Everyone had an answer. Everyone had a reason. Even when it didn’t quite fit. Even when it didn’t make sense.

And I believed it too.

Because it was easy.

Because it meant nothing had changed.

Because it meant I didn’t have to look deeper.

The way she snapped at me sometimes, sharp, sudden, then quiet again. I ignored that too. And the way she touched her stomach when she thought no one was looking... that comes back clearly now. So many small moments. Easy to miss. Easy to dismiss. I told myself it was nothing. Just a habit. Just a gesture. Just something meaningless.

I was wrong.

We were all wrong.

The whole court had built a story around her. A simple one. A safe one. The Queen is tired. The Queen is stressed. The Queen carries too much. And we all believed it, because it asked nothing of us. Because it changed nothing. Because it was comfortable.

But the truth was right there.

She wasn’t sick.

She wasn’t weak.

She was pregnant.

The realization settles fully now, clear, sharp, final, and something hot rises in my chest. Not fear. Not shock. Something darker. Something that burns.

The father... I don’t even need to think about it.

Kaelen.

Of course it’s Kaelen.

It could never be anyone else.

I saw it long before they did, the way they looked at each other, the way they moved around each other, like they were pulled together by something they didn’t understand, something they couldn’t fight. His eyes always followed her, no matter where she went. And she softened around him, just slightly, just enough for someone watching closely to notice.

And I was always watching.

I remember the dungeon, clear as day, his back torn open from the lashes he took for her, blood still fresh, and there he was kissing her like nothing else mattered. Like the pain didn’t matter. Like the world didn’t matter. Only her. His hands on her face, her hands on his shoulders, holding him like she needed him, like she couldn’t let go.

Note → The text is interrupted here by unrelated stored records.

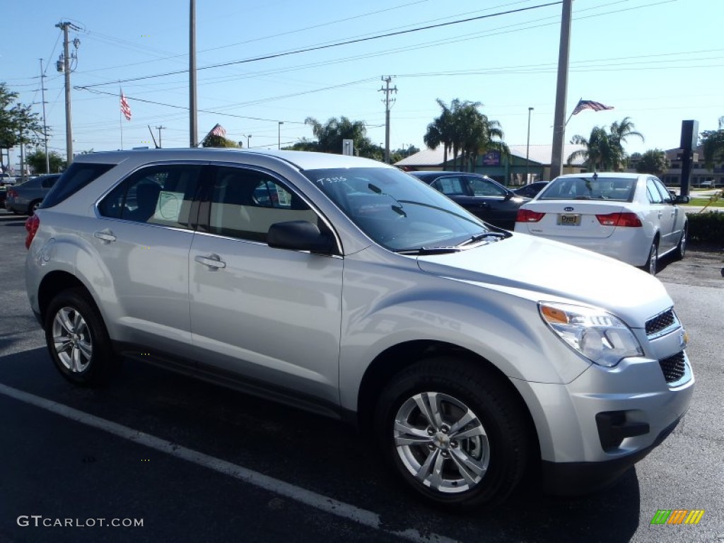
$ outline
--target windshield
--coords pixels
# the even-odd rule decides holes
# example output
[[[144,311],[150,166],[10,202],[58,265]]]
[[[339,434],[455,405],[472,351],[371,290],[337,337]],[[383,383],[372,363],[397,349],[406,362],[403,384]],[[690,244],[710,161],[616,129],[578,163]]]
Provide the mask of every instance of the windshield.
[[[397,169],[340,168],[303,173],[361,230],[391,251],[449,247],[489,232],[477,217]]]
[[[636,180],[631,177],[558,177],[551,181],[538,200],[634,201]]]

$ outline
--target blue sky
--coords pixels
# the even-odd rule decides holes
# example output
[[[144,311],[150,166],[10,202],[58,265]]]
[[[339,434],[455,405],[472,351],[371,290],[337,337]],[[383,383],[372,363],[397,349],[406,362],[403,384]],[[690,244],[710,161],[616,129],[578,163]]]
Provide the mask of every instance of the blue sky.
[[[251,147],[275,148],[279,137],[282,146],[312,138],[308,117],[345,116],[366,122],[370,138],[382,143],[379,89],[390,75],[397,88],[392,148],[424,147],[426,127],[440,111],[436,98],[449,104],[455,98],[483,104],[481,111],[501,123],[510,145],[526,143],[533,107],[531,144],[550,144],[561,4],[548,3],[198,0],[198,67],[231,63],[198,72],[199,138],[219,123],[245,146],[251,135]],[[55,69],[62,41],[55,25],[72,22],[81,30],[71,33],[80,40],[72,83],[89,89],[72,90],[74,151],[120,148],[122,125],[125,148],[148,145],[148,125],[156,135],[156,127],[165,127],[164,147],[188,146],[188,73],[148,76],[188,69],[188,1],[171,0],[6,2],[0,81],[41,111],[43,59],[49,145],[64,156],[64,78]],[[716,128],[724,115],[722,20],[721,0],[575,0],[567,115],[580,98],[615,109],[573,117],[566,141],[625,117],[646,138],[631,140],[629,153],[678,147],[683,119],[698,120],[700,130]],[[125,81],[138,77],[146,78]],[[119,86],[130,104],[130,122],[119,118]]]

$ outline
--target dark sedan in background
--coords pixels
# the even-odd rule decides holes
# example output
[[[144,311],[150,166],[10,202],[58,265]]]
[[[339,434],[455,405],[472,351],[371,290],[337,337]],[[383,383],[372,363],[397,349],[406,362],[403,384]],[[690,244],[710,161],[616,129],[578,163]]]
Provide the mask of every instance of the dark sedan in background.
[[[523,185],[520,188],[514,189],[513,192],[518,196],[533,198],[538,194],[538,193],[545,188],[545,186],[548,184],[548,181],[534,181],[532,183]]]
[[[17,214],[32,215],[59,177],[60,174],[39,175],[20,185],[8,187],[5,208]]]
[[[515,227],[518,209],[529,198],[518,196],[490,177],[465,172],[409,172],[476,216],[500,228]]]

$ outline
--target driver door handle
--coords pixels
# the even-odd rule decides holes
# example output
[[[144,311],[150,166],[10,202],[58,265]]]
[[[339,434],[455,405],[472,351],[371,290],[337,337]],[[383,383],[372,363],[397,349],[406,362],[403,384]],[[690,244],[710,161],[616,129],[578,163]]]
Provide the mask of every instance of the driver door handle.
[[[116,240],[116,237],[113,235],[113,232],[108,228],[104,230],[94,232],[93,233],[93,237],[100,240],[104,243],[110,243],[111,242]]]
[[[201,256],[198,255],[193,259],[200,264],[203,264],[211,269],[219,269],[226,267],[226,262],[222,260],[219,255],[209,255],[209,256]]]

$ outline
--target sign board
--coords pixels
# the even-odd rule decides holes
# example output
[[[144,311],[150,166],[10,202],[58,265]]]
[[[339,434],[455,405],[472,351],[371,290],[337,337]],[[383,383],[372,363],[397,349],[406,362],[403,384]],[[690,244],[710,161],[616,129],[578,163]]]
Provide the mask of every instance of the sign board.
[[[500,166],[500,153],[497,151],[489,151],[483,156],[483,164],[484,166]]]
[[[342,140],[342,154],[351,156],[354,153],[354,141],[353,140]]]

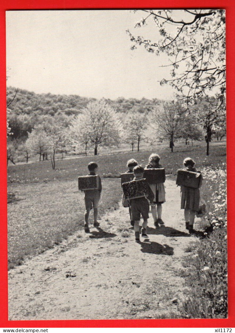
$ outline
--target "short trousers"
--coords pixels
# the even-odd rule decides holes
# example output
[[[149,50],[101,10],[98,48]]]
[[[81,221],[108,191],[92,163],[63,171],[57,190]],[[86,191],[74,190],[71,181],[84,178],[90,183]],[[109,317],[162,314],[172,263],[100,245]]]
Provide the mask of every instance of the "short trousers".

And he was supposed to be planning her death.

I remember finding him in her bed, the sheets twisted around them, his hair messy, his face soft with sleep, and the way he looked at her. That look. Like she was something precious. Something worth losing everything for.

He never looked at me like that.

Not once.

Finally, it was the reason why she fired him.

I let out a small, empty breath, because the thought is almost laughable.

Almost.

Elara. Pregnant. Carrying Kaelen’s child.

I open my eyes and stare at the gray wall in front of me, and I let the anger come. Because it is easier than fear. Fear makes me weak. Fear makes my hands shake. Fear makes it hard to breathe.

But anger makes me steady. Makes me sharp. Makes me strong.

He got her pregnant. Kaelen got Elara pregnant while he was supposed to be working with me, while he was supposed to be planning her death, while he was supposed to be mine.

My hands press harder against the table. The rough wood bites into my skin. I focus on that feeling, because if I don’t, if I don’t hold onto something, I might lose control.

The room feels smaller now. The walls closer. The air heavier. The door is still closed. The guard is still outside. I am still alone, trapped in this dull, quiet room with nothing but my thoughts.

Nothing but the truth.

And the truth is simple.

If Kaelen finds out, if he learns that Elara is carrying his child, everything will change. He won’t finish it. He won’t go through with it. He will choose her. He will protect her. He will spare her.

And I cannot let that happen.

I won’t.

The anger burns hotter now, filling my chest, spreading through me, steady and certain.

But first, I have to get out of here. I have to clear my name. I have to remove the suspicion, the kerchief, the blood, all of it. I need to move. I need to act.

But for now, I sit in this plain, quiet room and let the anger stay, because it is the only thing keeping me steady, the only thing keeping me from breaking, the only thing keeping me warm.